Perhaps I did not follow your instructions (but I think so) ... any other ideas?

Thanks for your excellent support!

Steve

> All of your settings are intact, except the URLs field. I used the following there:
>
> http://www.nsopr.gov/main_frameset.cfm
> POST=pageid=14&lastname=m&firstname=&county=&city=&zipcode=&zipcode2=&zipcode3=&zipcode4=&zipcode5=&Submit=Search&state=NC
> IgnoreLogOutLinks
> Additional=DepthFirst;ConvertPOSTToFileName
> Referer=http://www.nsopr.gov/
> Channels=1
>
> Please also set Delay between downloads to 1 second and update your oe.exe file to:
>
> http://www.metaproducts.com/download/betas/oep2321.zip
>
> Oleg.
Oleg Chernavin
01/25/2006 12:08 pm
I fixed this:

http://www.metaproducts.com/download/betas/oep2323.ZIP

Oleg.
Steve Sieloff
01/25/2006 02:02 pm
Oleg --

This time it only downloaded the detail pages linked to lastname=b and lastname=l -- every other page was parsed but no detail pages loaded, parsed or processed ... I watched the entire run in the queue ... lastname=b did exactly as expected and spawned several detail pages ... then it blew thru the others until lastname=l when it spawned several detail pages and processed them ... then it blew thru to the end ...

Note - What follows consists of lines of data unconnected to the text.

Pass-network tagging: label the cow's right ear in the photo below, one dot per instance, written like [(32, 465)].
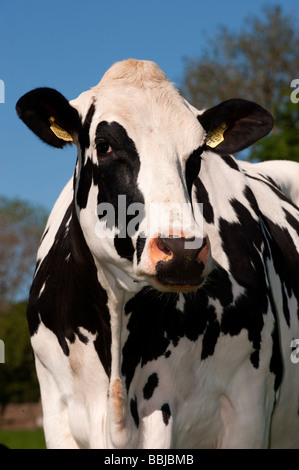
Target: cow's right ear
[(50, 116)]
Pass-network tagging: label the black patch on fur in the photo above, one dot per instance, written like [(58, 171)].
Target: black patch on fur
[(192, 168), (202, 196), (117, 175), (72, 296), (151, 384), (166, 414), (155, 323), (134, 411), (230, 161)]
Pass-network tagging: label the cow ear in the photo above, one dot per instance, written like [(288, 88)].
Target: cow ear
[(235, 124), (50, 116)]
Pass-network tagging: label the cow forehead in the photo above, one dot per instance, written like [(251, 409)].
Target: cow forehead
[(152, 120), (138, 95)]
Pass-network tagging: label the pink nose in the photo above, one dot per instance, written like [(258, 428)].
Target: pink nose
[(179, 261)]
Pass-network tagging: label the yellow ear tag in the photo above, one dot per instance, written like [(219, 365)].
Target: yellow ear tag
[(59, 132), (215, 136)]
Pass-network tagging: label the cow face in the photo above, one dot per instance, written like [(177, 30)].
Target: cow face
[(140, 146)]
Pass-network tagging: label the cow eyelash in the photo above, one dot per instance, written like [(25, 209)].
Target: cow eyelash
[(103, 147)]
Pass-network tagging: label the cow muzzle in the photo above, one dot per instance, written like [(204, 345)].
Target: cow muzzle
[(181, 264)]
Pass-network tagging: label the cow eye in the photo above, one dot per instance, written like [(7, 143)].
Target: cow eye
[(103, 147)]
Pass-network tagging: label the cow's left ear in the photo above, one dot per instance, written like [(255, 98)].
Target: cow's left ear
[(235, 124), (50, 116)]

Sorry to keep bugging you on this ... seems like it should be a fairly straightforward site to compile ... and I have been using tool for 3 years but I am stuck!

Thanks,

Steve

Here is my latest project settings:

[Object]
OEVersion=Pro 4.1.0.2323
Type=0
IID=62229
Caption=http://www.nsopr.gov/main_frameset.cfm
URL=http://www.nsopr.gov/main_frameset.cfmPOST=pageid=14&lastname={:a..z}&firstname=&county=&city=&zipcode=&zipcode2=&zipcode3=&zipcode4=&zipcode5=&Submit=Search&state=NCIgnoreLogOutLinksAdditional=ConvertPOSTToFileNameAdditional=DepthFirstChannels=1SetCookie=CFID=3644332; BIGipServeriir=3356928192.20480.0000; CFTOKEN=15400558; JSESSIONID=e4302d997694l3$3F$24; ACCEPTED_TC=1Referer=http://www.nsopr.gov/
Lev=1000001
Weekday=257
LimTSize=10000
LimNumber=5000
LimTime=100
FTText.Exts=htmlhtmaspaspxjspstmstmlidcshtmlhtxtxttextxspxmlrxmlcfmwmlphpphp3
FTImages.Exts=bmpfifgifipxj2cj2kjp2jpegjpglwfpngtiftiffwbmpxbm ooooooooxoooooo
FTVideo.Exts=mpgavianimpegmovfliflcvivrmramrvasfasxwmvm1vm2vvob
FTAudio.Exts=wavriffmp3midmp2m3uravocwmaape
FTArchive.Exts=ziparcgzzarjlhalayleirarcabtarpakacejarpdf
FTUDef.Exts=jscssssivbsdtdxslswfclass
FTText.B=ooxooo
FTImages.B=ooxooo
FTVideo.B=xoxooo
FTAudio.B=xoxooo
FTArchive.B=xoxooo
FTUDef.B=xoxooo
FTOther.B=ooxooo
FTSizes=0,0,0,0,0,0,0,0,0,0,0,0,0,0,0,3,3,3,0,3,0
RFileBx=2
RFileIn=?srn=main_frameset.cfm?pageid=results.cfm.jpg xxxx
RProt=127
LastStart=232:222:195:197:209:234:226:64:
LastEnd=126:208:101:229:209:234:226:64:
S200=246
SAbr=33
SPar=176
SSav=246
SLast=200
SSiz=3786526
SMdf=246
LFiles=246
LSize=3786526
Stopped=True
Flags=1
ImgDim=0,0,0,0
PrevURL=http://www.nsopr.gov/main_frameset.cfm
ParseComplexScripts=True



> I fixed this:
>
> http://www.metaproducts.com/download/betas/oep2323.ZIP
>
> Oleg.
Oleg Chernavin
01/25/2006 04:00 pm
Can you turn on logs to see what exactly happens there - with these main_frameset.cfm... files? Please try to set 10 connections, 2 seconds between downloads in the Options. Keep the Channels=1 in the Project. This way everything was OK.

Oleg.
Steve Sieloff
01/25/2006 04:59 pm
Oleg --

I watched the log window ... for all the skipped URLs the log does not show any status (like a 200 successful) ... it just counts down the 2 second delay and moves on ... just to show that there are records ... here is what OEP saves for the main page of lastname=t but fails to parse the links to get the data ...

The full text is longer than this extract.